I came across this article in Parenting magazine and this section really stuck out to me...it is so true. Motherhood changes everything.
"...But just because a mom isn't pondering politics and art or the latest dire reports on climate change doesn't mean she isn't using the best of her mind. All the time I wasn't reading books or watching the news, I was thinking --about how to give my children boundaries that would make them feel secure but not thwart their natural sense of adventure; about how to foster curiosity and kindness and gratitude and good humor; about how to help my kids feel connected to the world but not entrapped by worldliness. Without realizing it, I was getting a crash course in human development and social interaction.

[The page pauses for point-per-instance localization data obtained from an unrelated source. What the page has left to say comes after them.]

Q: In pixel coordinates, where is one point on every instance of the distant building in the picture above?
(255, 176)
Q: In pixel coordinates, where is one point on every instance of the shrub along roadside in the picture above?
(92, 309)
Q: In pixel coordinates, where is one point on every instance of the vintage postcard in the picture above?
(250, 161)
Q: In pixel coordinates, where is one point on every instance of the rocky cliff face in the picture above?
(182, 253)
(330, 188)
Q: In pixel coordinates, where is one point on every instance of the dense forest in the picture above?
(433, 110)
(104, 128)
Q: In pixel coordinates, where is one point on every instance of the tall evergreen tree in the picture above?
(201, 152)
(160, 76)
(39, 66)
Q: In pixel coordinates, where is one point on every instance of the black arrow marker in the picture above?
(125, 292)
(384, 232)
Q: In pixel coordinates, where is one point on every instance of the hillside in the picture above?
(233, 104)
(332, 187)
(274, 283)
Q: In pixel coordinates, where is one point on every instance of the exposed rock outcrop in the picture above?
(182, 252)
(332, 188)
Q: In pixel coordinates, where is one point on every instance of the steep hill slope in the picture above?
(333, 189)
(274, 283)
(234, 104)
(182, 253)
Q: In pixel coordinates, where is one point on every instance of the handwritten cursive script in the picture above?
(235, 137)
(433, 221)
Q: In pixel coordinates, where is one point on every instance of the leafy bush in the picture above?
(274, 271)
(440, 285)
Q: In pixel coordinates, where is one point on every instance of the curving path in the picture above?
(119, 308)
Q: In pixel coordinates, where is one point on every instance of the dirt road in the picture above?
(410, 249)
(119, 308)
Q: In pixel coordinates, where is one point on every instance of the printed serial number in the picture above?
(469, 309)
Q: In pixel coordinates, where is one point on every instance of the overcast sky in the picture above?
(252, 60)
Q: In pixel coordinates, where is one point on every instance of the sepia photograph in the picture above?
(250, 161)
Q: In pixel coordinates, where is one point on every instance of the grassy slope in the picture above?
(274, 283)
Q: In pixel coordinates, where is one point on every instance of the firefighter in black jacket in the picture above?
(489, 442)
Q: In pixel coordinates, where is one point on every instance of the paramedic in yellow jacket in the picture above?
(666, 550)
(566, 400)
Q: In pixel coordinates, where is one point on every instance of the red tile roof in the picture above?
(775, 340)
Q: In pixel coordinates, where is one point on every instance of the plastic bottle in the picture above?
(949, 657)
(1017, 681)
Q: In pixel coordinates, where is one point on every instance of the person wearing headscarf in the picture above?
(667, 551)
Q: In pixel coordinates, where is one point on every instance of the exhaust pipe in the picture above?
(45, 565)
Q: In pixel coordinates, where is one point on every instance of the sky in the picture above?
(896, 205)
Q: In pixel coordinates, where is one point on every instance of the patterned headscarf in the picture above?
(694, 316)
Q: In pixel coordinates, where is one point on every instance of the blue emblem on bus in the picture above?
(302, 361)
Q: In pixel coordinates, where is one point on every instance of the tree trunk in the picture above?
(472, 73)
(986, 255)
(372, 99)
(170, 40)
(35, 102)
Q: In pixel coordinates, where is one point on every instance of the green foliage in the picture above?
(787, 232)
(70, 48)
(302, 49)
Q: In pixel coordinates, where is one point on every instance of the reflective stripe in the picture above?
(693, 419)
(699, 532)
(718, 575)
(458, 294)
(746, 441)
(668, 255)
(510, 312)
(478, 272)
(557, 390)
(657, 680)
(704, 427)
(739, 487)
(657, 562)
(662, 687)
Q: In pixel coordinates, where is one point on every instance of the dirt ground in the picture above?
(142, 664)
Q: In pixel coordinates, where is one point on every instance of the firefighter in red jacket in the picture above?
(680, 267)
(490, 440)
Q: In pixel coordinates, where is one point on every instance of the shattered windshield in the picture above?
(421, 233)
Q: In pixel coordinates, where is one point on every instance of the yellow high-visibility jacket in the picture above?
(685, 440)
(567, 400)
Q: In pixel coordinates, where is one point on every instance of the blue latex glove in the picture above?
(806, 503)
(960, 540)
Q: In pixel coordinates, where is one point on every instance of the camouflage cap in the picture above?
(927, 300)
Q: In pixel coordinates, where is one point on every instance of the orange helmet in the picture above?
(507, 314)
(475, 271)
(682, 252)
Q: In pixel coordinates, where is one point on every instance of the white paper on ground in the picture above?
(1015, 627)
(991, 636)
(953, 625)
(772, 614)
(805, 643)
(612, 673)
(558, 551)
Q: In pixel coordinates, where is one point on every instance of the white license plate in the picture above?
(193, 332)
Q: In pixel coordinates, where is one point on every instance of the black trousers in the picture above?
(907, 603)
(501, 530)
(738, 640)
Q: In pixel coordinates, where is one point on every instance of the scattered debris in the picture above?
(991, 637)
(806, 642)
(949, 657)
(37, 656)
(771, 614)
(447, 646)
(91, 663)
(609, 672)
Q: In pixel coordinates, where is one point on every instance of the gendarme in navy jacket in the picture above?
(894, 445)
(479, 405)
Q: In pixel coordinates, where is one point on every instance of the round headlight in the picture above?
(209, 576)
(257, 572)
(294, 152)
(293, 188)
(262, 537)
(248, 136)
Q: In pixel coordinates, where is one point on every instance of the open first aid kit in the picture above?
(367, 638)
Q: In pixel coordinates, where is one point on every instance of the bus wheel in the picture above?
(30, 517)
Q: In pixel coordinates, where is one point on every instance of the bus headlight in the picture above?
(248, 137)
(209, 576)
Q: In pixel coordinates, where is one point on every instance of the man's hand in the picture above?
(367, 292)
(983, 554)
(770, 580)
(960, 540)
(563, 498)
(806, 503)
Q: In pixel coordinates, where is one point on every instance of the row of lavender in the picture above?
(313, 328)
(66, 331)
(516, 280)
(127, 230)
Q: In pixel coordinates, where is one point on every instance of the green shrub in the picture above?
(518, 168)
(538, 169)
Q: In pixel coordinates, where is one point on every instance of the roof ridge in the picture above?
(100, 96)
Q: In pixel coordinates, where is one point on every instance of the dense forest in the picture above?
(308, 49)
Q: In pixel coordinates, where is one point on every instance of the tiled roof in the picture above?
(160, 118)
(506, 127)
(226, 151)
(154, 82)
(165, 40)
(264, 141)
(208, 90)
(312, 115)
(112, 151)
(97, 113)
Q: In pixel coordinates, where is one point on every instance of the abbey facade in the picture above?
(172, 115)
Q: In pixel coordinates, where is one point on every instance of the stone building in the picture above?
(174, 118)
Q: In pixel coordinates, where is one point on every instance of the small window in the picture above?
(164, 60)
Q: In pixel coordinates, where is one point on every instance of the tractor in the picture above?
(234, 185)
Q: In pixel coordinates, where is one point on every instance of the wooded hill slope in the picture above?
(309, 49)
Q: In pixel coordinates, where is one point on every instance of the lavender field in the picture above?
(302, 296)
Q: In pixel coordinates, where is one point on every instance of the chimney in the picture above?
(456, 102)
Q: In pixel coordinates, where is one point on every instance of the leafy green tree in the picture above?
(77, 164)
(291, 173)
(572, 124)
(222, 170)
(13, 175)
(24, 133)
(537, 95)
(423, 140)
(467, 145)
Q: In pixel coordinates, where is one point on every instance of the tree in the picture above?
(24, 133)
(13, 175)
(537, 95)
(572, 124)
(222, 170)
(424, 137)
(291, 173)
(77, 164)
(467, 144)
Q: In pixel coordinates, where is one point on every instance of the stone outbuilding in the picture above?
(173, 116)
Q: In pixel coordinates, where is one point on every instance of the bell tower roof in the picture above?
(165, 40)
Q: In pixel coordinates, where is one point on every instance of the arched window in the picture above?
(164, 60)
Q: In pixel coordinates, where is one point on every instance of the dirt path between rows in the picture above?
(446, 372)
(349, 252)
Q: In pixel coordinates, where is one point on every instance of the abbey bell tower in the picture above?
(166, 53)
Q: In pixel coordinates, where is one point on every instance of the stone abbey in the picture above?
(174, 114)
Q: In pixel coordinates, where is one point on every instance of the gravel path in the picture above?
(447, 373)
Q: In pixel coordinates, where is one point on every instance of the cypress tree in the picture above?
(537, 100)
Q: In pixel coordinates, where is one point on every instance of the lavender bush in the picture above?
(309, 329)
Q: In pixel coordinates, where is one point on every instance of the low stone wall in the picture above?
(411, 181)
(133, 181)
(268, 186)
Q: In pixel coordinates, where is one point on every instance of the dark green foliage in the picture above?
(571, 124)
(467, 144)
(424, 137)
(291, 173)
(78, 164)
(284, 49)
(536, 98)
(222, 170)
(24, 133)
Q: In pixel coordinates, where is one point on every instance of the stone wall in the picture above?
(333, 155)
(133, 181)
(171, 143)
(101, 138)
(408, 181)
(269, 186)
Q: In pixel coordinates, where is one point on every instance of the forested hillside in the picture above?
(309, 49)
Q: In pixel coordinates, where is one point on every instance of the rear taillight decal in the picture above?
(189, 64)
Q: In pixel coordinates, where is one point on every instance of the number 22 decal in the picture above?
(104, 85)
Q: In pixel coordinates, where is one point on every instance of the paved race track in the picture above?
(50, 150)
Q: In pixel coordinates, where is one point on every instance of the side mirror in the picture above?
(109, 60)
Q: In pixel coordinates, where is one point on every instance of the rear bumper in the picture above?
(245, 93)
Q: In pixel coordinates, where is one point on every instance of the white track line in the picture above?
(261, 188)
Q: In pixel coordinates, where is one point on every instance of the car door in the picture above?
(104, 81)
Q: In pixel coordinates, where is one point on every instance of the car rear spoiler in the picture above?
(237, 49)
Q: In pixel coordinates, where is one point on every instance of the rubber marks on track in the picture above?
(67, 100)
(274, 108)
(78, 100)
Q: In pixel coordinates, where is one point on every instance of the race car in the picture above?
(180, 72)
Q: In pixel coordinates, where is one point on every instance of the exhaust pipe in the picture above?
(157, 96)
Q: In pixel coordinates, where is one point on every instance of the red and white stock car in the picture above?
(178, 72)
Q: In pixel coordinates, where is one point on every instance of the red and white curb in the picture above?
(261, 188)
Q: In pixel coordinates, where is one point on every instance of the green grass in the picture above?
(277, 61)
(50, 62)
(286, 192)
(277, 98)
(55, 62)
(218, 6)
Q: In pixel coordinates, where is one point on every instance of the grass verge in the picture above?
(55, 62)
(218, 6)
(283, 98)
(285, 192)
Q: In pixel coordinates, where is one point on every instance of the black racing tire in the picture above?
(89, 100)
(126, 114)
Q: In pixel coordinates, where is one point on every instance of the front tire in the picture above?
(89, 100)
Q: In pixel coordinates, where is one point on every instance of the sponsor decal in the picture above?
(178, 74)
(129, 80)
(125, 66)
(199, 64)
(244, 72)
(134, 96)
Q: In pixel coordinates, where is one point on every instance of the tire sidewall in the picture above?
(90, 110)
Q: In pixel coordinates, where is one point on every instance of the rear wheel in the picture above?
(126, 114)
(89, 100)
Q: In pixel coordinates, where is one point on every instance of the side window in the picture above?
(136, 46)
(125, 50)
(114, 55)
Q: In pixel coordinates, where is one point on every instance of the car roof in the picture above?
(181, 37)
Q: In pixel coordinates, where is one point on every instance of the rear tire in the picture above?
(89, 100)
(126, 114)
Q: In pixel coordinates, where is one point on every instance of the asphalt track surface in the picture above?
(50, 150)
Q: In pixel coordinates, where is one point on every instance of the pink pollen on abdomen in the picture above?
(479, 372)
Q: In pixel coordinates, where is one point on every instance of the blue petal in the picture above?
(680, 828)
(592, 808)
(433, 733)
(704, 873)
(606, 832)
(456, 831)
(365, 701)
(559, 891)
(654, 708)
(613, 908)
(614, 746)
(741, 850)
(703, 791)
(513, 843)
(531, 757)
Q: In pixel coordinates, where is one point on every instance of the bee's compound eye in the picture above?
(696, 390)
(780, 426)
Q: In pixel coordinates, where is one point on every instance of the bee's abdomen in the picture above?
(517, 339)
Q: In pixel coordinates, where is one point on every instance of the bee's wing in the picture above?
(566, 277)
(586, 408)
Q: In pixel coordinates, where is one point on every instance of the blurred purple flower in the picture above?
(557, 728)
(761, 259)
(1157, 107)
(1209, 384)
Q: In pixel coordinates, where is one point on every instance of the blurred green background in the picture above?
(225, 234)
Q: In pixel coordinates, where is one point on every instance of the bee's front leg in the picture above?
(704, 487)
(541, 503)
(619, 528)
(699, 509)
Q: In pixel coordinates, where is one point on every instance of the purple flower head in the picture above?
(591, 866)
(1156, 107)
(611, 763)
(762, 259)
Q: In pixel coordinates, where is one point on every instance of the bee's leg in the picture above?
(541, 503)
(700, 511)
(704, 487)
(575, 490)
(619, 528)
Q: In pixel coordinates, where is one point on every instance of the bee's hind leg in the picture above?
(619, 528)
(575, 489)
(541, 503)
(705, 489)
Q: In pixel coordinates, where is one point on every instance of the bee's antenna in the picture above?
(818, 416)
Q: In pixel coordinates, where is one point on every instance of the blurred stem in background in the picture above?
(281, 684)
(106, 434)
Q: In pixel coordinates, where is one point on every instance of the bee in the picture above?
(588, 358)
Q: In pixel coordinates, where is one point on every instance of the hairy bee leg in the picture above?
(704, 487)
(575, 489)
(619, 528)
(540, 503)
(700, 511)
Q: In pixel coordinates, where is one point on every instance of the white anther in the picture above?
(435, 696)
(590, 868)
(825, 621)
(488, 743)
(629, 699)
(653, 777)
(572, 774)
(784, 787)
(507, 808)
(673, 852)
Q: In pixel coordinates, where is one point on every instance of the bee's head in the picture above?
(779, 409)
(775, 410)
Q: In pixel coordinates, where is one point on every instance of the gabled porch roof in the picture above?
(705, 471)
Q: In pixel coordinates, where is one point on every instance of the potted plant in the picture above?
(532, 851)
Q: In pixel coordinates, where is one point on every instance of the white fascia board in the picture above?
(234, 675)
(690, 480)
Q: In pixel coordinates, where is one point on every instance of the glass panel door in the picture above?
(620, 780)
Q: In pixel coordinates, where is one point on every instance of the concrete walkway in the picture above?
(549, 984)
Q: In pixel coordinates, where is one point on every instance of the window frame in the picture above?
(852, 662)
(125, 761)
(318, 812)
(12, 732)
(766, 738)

Don't mental activities of this kind count as real thought? Of course. It's not the kind of thinking that lends itself to lively cocktail -- party banter, though, so it's easy -- especially in the early months -- to think that motherhood requires you to check your brain at the door. Maybe that's why we all berate ourselves at times ("But I used to read The New Yorker!"). What I've learned in 11 years of motherhood is that real thinking, the deepest kind of thinking, often has nothing to do with current events -- "news" that ceases to be new, or sometimes even noteworthy, by the end of the day.
What a mom learns by knowing a child from its first tiny flutter is nothing less than how a human being is formed. Motherhood forces us to understand, if only so we can teach it to our children, what really matters in the small space we each have between birth and death. And the easiest way for me to learn this lesson is by living in deep, penetrating kinship with other human beings -- by living, in other words, in a family."